Leith will provide sustainable food options and catering tailored to the latest consumer demands and industry trends at EICC.
The partnership is underpinned by the Levy Cares initiative, which emphasises the importance of the global food industry's role in combating the climate crisis.
Both companies said they share 'firm values' in the area of sustainability and are mindful of guests and the planet when curating menus at the venue. Leith and EICC work with local suppliers in Scotland under the Scottish Food and Drink Pledge to provide its meat, fish, dairy products, fruit and vegetables and Fairtrade coffee.
Menus are tailored to each event considering the demographic of the audience and the events programme. Food waste from these events is taken to a local energy recovery plant, where it goes through an anaerobic digestion process resulting in biogas production and a digestrate used as a fertiliser on local farms.
Jon Davies, managing director at Levy UK, said: "Our vision for the future is to continue developing exceptional culinary offerings by creating a greater proportion of healthier choices on menus, as well as integrating technology to further enhance the guest experience."
Leith's culinary team is trialling using whole carcass eating to cut food waste and it is developing nose-to-tail menus for beef, lamb, mutton and pork.

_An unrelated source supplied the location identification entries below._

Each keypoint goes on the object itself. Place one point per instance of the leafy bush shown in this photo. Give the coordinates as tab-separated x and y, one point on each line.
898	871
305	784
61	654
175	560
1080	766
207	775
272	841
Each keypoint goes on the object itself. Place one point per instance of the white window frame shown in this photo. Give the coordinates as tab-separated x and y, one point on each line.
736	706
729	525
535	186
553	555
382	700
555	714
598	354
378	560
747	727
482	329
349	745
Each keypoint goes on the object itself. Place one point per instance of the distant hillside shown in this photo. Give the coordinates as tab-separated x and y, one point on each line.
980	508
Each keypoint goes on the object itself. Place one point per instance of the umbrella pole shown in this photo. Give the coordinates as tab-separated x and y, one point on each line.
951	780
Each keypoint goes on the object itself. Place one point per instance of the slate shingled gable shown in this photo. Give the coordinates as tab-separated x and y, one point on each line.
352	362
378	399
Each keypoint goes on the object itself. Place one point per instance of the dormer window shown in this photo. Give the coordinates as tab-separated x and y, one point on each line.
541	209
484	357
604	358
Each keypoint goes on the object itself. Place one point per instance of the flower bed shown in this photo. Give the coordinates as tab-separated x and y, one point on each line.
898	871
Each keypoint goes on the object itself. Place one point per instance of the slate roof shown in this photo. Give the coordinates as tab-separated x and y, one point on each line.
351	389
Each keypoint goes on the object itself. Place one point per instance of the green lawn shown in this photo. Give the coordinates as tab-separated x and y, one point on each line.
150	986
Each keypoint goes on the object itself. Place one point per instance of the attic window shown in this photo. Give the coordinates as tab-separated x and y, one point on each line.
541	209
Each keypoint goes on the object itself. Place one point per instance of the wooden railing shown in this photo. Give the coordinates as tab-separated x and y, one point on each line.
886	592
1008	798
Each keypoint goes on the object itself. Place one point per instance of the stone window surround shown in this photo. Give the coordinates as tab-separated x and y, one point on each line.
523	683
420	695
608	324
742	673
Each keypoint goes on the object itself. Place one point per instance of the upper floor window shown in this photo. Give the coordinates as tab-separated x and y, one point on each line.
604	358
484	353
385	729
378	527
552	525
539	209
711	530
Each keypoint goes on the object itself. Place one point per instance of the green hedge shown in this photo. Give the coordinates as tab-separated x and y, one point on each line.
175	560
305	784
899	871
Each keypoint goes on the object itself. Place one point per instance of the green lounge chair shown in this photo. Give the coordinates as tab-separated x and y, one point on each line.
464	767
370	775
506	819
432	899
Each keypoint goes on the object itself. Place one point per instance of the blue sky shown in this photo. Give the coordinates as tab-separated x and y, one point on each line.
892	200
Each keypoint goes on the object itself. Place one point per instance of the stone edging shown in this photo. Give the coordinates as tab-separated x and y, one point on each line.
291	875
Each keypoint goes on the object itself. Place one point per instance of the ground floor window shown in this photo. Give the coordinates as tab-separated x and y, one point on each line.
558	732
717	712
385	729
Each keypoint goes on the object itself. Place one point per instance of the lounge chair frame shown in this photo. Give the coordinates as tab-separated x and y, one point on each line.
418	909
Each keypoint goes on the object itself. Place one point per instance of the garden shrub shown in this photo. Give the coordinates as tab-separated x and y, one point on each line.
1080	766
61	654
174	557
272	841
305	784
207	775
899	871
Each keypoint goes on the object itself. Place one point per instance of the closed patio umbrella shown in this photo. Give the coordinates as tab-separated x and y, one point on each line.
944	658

Marshall Dallas, CEO at the EICC, said: "The extension of our partnership reinforces our long-term commitment to providing sustainable, responsible and healthier choices to guests at the EICC, whilst giving back to our local community.
"Catering is one major area where we are taking responsibility for our environmental impact. In the last year we are proud to have eliminated our landfill waste, and in early 2020 we look forward to launching a set of new sustainable initiatives."